British Airways posted a surprise third-quarter operating profit, reflecting a 10.5 percent reduction in costs, but said it still expected to make a record loss in the full year.
The British flag carrier yesterday reported an operating profit of £25 million (US$39 million) in the three months to the end of December, while revenues fell 13 percent.
“These results highlight the impact of permanent changes across the company on our costs,” BA’s chief executive Willie Walsh said in a statement.
“Those changes, combined with capacity reductions and external spending cuts, mean operating costs are down by 10.5 percent and show that we’ve adapted quickly to the new business realities created by the global recession,” he said.
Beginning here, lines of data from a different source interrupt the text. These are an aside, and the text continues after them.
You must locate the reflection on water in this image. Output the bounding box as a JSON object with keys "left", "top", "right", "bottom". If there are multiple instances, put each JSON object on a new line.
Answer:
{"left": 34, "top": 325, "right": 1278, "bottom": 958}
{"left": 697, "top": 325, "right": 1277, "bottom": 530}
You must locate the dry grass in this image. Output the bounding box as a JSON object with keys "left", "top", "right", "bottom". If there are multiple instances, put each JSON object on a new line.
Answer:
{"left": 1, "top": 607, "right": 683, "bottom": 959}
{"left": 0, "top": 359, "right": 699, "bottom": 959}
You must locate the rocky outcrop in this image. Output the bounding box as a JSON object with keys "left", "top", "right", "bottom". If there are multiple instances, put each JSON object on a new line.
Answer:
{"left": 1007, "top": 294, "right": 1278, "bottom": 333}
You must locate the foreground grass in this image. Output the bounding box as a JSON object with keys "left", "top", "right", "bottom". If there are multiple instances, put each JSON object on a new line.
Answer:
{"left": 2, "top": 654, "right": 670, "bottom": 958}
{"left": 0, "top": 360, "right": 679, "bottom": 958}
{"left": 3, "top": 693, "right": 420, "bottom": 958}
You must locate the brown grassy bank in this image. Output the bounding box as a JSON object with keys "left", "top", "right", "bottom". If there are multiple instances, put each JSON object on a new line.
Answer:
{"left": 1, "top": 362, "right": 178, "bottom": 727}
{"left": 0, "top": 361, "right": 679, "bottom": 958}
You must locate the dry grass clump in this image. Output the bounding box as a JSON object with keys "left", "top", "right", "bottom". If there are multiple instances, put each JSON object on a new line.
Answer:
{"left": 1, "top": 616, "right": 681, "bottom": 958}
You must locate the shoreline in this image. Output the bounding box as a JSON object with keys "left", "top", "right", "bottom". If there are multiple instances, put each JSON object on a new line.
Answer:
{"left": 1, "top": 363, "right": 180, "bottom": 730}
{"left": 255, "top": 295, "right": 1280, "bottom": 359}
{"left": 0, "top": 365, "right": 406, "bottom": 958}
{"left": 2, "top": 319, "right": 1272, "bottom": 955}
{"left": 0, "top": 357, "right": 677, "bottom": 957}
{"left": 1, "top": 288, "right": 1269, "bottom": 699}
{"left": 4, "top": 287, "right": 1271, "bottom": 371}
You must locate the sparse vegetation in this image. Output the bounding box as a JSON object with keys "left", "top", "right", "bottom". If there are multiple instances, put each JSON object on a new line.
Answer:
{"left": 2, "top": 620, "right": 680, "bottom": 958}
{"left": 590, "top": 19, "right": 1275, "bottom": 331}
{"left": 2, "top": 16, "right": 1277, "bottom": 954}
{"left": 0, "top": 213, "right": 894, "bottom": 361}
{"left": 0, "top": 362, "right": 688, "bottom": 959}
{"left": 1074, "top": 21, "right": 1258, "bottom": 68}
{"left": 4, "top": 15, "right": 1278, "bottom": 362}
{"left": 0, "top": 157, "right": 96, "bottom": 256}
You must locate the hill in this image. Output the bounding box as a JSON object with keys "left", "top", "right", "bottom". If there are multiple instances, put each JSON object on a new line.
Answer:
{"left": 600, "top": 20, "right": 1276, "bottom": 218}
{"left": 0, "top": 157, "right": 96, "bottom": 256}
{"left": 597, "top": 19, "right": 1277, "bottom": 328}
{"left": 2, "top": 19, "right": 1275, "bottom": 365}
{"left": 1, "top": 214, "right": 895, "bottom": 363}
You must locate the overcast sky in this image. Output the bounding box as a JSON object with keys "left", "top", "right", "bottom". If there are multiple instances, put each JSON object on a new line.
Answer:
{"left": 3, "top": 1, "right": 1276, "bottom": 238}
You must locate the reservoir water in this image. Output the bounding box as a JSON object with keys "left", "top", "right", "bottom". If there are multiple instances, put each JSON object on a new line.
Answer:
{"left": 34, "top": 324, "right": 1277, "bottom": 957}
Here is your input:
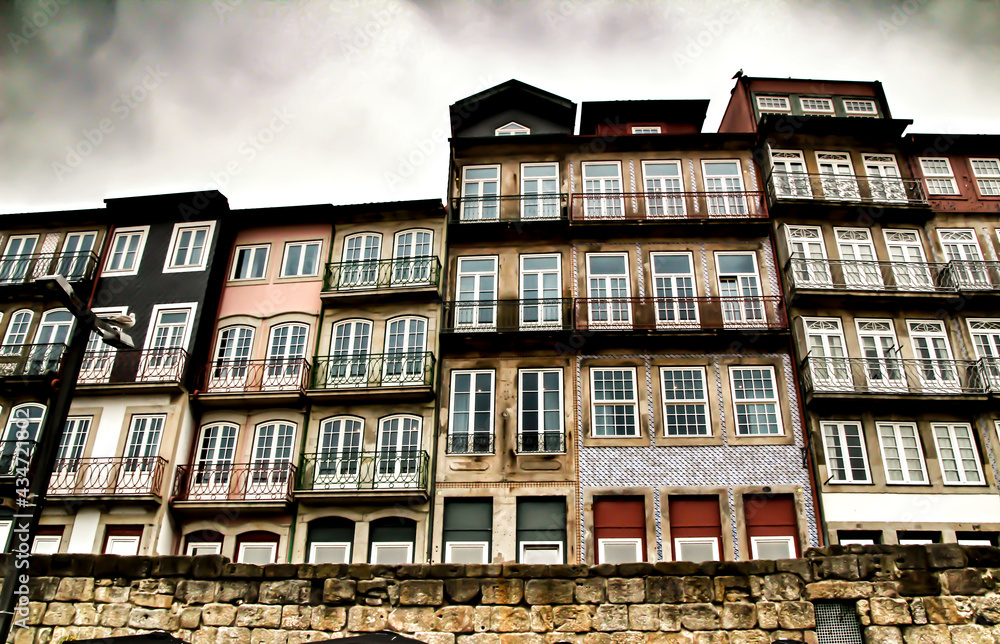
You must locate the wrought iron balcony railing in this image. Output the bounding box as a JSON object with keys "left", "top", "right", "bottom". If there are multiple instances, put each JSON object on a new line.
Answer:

Analysts had expected BA to report a third-quarter operating loss of between £90 million and £100 million.
BA’s operating loss came in at £86 million for the first nine months of the year, sharply down from a profit of £89 million it made in the same period a year ago.
The airline said it carried 7 percent fewer passengers last month year-on-year.
The number of its premium, or business class, passengers fell 2.1 percent year-on-year, while non-premium traffic fell 7.9 percent on the same month last year, it said.
Meanwhile, Boeing Co has reports 10 new aircraft orders for last month, all of them for Ethiopian Airlines.
The Chicago-based aircraft maker says the order for its 737-800 planes came in on Jan. 12. About two weeks after the order came in, that airline lost the same type of aircraft in a crash off the coast of Lebanon.
It was Boeing’s slowest January for orders since 2000, when it booked orders for only four planes. The recession has made airlines cautious about ordering aircraft.
Even though it has few new orders, Boeing still has plenty of planes to build. It ended last year with a backlog of 3,375 commercial aircraft.